One of my favorite assignments was being a lead pilot during the introduction of the B-767-400 to the Delta fleet. At the time it was a state-of-the-art aircraft. We flew to Maui to practice touch-and-goes in order to be qualified at that airport. That flight resulted in unintended consequences. While we were making multiple approaches at the airport, one family went to the ticket counter to rebook on a different flight. The passengers were not confident in the observed pilots' abilities as they watched the 767 making numerous attempts to land. They thought we must be novices because it appeared to them that we were having difficulty landing. Only after conversing with the customers for a few minutes, was the local agent able to convince the travelers that we were a training flight, and all the go-arounds were a normal part of our training. Later in 2002, I reached the pinnacle of my career when I became a B-777 captain. My retirement flight was a return to Atlanta from Shannon, Ireland with my family aboard. I received a beautiful Waterford vase from the Shannon Airport Manager in recognition of my retirement, and a welcome home water cannon salute from the Atlanta airport fire department upon arrival at my home station.

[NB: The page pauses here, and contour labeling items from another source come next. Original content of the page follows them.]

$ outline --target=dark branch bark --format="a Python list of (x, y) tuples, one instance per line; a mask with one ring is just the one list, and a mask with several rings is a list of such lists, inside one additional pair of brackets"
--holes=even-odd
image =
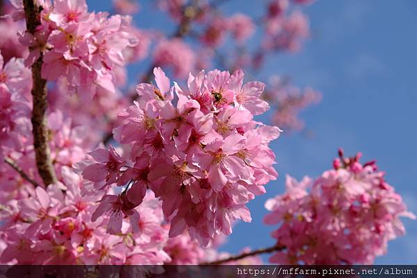
[[(35, 5), (34, 0), (24, 0), (23, 3), (27, 32), (35, 35), (36, 28), (40, 25), (42, 7)], [(48, 106), (47, 101), (47, 80), (41, 76), (42, 64), (43, 53), (41, 52), (40, 57), (32, 65), (33, 87), (31, 93), (33, 99), (33, 107), (31, 121), (38, 171), (44, 184), (48, 186), (56, 182), (56, 177), (51, 160), (49, 146), (48, 146), (48, 129), (46, 117), (46, 111)]]
[(202, 263), (200, 263), (200, 265), (220, 265), (220, 264), (222, 264), (224, 263), (229, 263), (231, 261), (238, 261), (240, 259), (245, 259), (248, 257), (256, 256), (256, 255), (259, 255), (261, 254), (272, 253), (273, 252), (281, 251), (284, 249), (285, 249), (285, 246), (277, 245), (274, 245), (274, 246), (272, 246), (272, 247), (270, 247), (268, 248), (261, 248), (261, 249), (258, 249), (258, 250), (256, 250), (254, 251), (243, 253), (243, 254), (238, 254), (236, 256), (231, 256), (231, 257), (229, 257), (229, 258), (222, 259), (218, 260), (218, 261)]
[(24, 173), (23, 169), (20, 168), (19, 165), (17, 165), (11, 158), (6, 157), (4, 159), (4, 162), (8, 165), (10, 165), (10, 166), (12, 167), (13, 169), (15, 169), (16, 172), (19, 173), (22, 177), (33, 184), (35, 187), (39, 186), (38, 182), (29, 177), (29, 176), (26, 173)]

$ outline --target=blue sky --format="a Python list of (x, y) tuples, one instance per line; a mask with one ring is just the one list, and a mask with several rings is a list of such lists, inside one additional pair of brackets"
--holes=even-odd
[[(227, 14), (241, 11), (256, 17), (261, 2), (234, 0), (222, 8)], [(90, 10), (111, 7), (108, 0), (88, 3)], [(140, 27), (172, 33), (174, 26), (151, 8), (154, 1), (140, 3), (142, 12), (134, 17)], [(417, 213), (417, 1), (317, 0), (304, 10), (311, 37), (298, 53), (268, 59), (259, 79), (289, 76), (294, 84), (322, 93), (322, 103), (302, 114), (313, 136), (283, 136), (272, 144), (280, 177), (250, 204), (252, 223), (238, 224), (224, 250), (273, 244), (273, 228), (262, 224), (266, 199), (282, 192), (286, 173), (316, 177), (329, 168), (339, 146), (348, 155), (361, 151), (364, 161), (377, 159), (387, 181)], [(132, 67), (131, 80), (147, 64)], [(376, 263), (417, 263), (417, 221), (404, 223), (407, 235), (391, 241), (388, 254)]]

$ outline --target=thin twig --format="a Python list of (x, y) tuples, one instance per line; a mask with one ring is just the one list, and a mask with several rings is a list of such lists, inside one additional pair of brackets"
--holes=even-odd
[(272, 253), (275, 251), (281, 251), (281, 250), (284, 250), (285, 248), (286, 248), (285, 246), (277, 245), (274, 245), (274, 246), (272, 246), (272, 247), (270, 247), (268, 248), (260, 248), (260, 249), (257, 249), (254, 251), (245, 252), (245, 253), (243, 253), (243, 254), (240, 254), (238, 255), (231, 256), (228, 258), (222, 259), (218, 260), (218, 261), (207, 261), (207, 262), (202, 263), (200, 263), (200, 265), (220, 265), (220, 264), (222, 264), (224, 263), (229, 263), (230, 261), (238, 261), (240, 259), (244, 259), (244, 258), (246, 258), (248, 257), (256, 256), (256, 255), (259, 255), (261, 254)]
[(33, 184), (35, 187), (39, 186), (39, 184), (38, 184), (38, 182), (29, 177), (29, 176), (26, 173), (24, 173), (23, 169), (20, 168), (19, 165), (17, 165), (16, 162), (15, 162), (11, 158), (6, 157), (4, 159), (4, 162), (9, 164), (10, 166), (12, 167), (13, 169), (15, 169), (16, 172), (19, 173), (22, 177)]
[[(190, 4), (186, 5), (182, 8), (182, 18), (180, 24), (177, 28), (177, 31), (170, 36), (170, 38), (183, 37), (188, 34), (190, 30), (190, 24), (193, 20), (198, 17), (202, 12), (198, 7), (199, 0), (194, 0)], [(140, 82), (142, 83), (149, 82), (152, 80), (154, 73), (154, 68), (158, 67), (158, 64), (154, 62), (152, 63), (145, 74), (142, 78)], [(136, 101), (138, 98), (138, 94), (135, 92), (132, 94), (129, 98), (131, 101)], [(103, 136), (101, 140), (105, 145), (107, 145), (110, 140), (113, 138), (112, 132), (107, 132)]]
[[(37, 6), (35, 0), (24, 0), (24, 14), (27, 32), (35, 35), (36, 28), (40, 23), (40, 12), (42, 8)], [(29, 50), (33, 50), (31, 48)], [(39, 175), (44, 184), (48, 186), (56, 182), (55, 170), (51, 160), (51, 152), (48, 146), (48, 128), (47, 126), (46, 111), (48, 107), (47, 101), (47, 80), (42, 78), (41, 69), (43, 64), (43, 53), (32, 65), (32, 126), (33, 133), (33, 147), (36, 157), (36, 166)]]

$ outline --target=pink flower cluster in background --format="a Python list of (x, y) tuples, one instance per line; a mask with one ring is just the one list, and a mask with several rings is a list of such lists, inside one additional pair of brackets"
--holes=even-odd
[(384, 179), (375, 161), (361, 153), (334, 162), (334, 169), (301, 182), (287, 175), (286, 191), (269, 199), (264, 222), (280, 223), (272, 233), (284, 248), (270, 258), (282, 264), (369, 264), (386, 252), (388, 241), (404, 234), (400, 216), (415, 219)]
[[(23, 8), (14, 3), (17, 9)], [(92, 98), (97, 91), (114, 93), (115, 70), (125, 63), (122, 52), (138, 44), (137, 37), (128, 32), (131, 19), (88, 12), (85, 0), (40, 4), (42, 25), (34, 35), (26, 32), (20, 38), (23, 45), (31, 47), (26, 65), (31, 66), (43, 53), (44, 78), (65, 78), (68, 89), (84, 99)]]

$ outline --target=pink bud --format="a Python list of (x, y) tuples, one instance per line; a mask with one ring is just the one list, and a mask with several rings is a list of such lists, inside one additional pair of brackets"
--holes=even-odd
[(358, 162), (354, 162), (350, 165), (350, 171), (354, 173), (358, 173), (362, 171), (362, 165)]
[(333, 160), (333, 168), (334, 168), (335, 170), (337, 170), (341, 166), (342, 162), (341, 162), (341, 159), (338, 158), (335, 158), (334, 160)]

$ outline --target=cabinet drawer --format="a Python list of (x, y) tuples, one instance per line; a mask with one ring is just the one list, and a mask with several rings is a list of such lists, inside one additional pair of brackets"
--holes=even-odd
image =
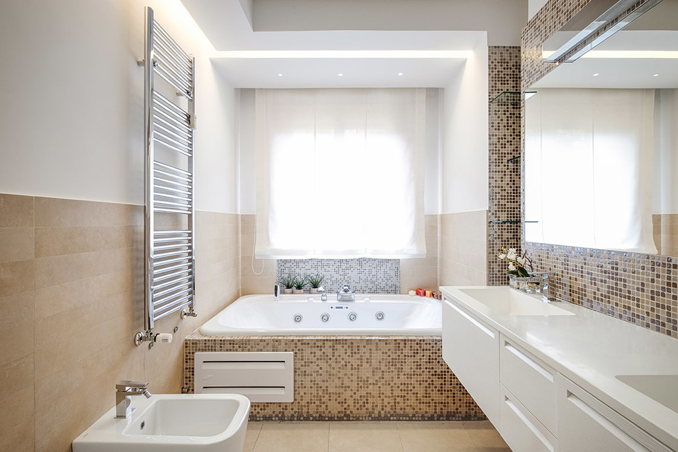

In the years following my retirement from flying, I have worked as a tax preparer for H&R Block during tax season. I enjoy working with people and have learned to appreciate the complexities of our tax law in this country. There is satisfaction in helping others, especially those that find tax preparation so daunting. I continue to enjoy my life long interest in photography in my leisure time. I especially enjoy my visits to nearby Rocky Mountain National Park.

I have been blessed my whole life with a loving and supporting family. I am indebted to my parents, now deceased, and my siblings for all that they have given me over the years. Likewise, I owe a great debt of gratitude to my wife, Linda, and my children Christopher, Shannon, Lauren, and Bill for their unfailing support over many years. My family and my faith in the Almighty continue to provide focus and purpose for the years ahead.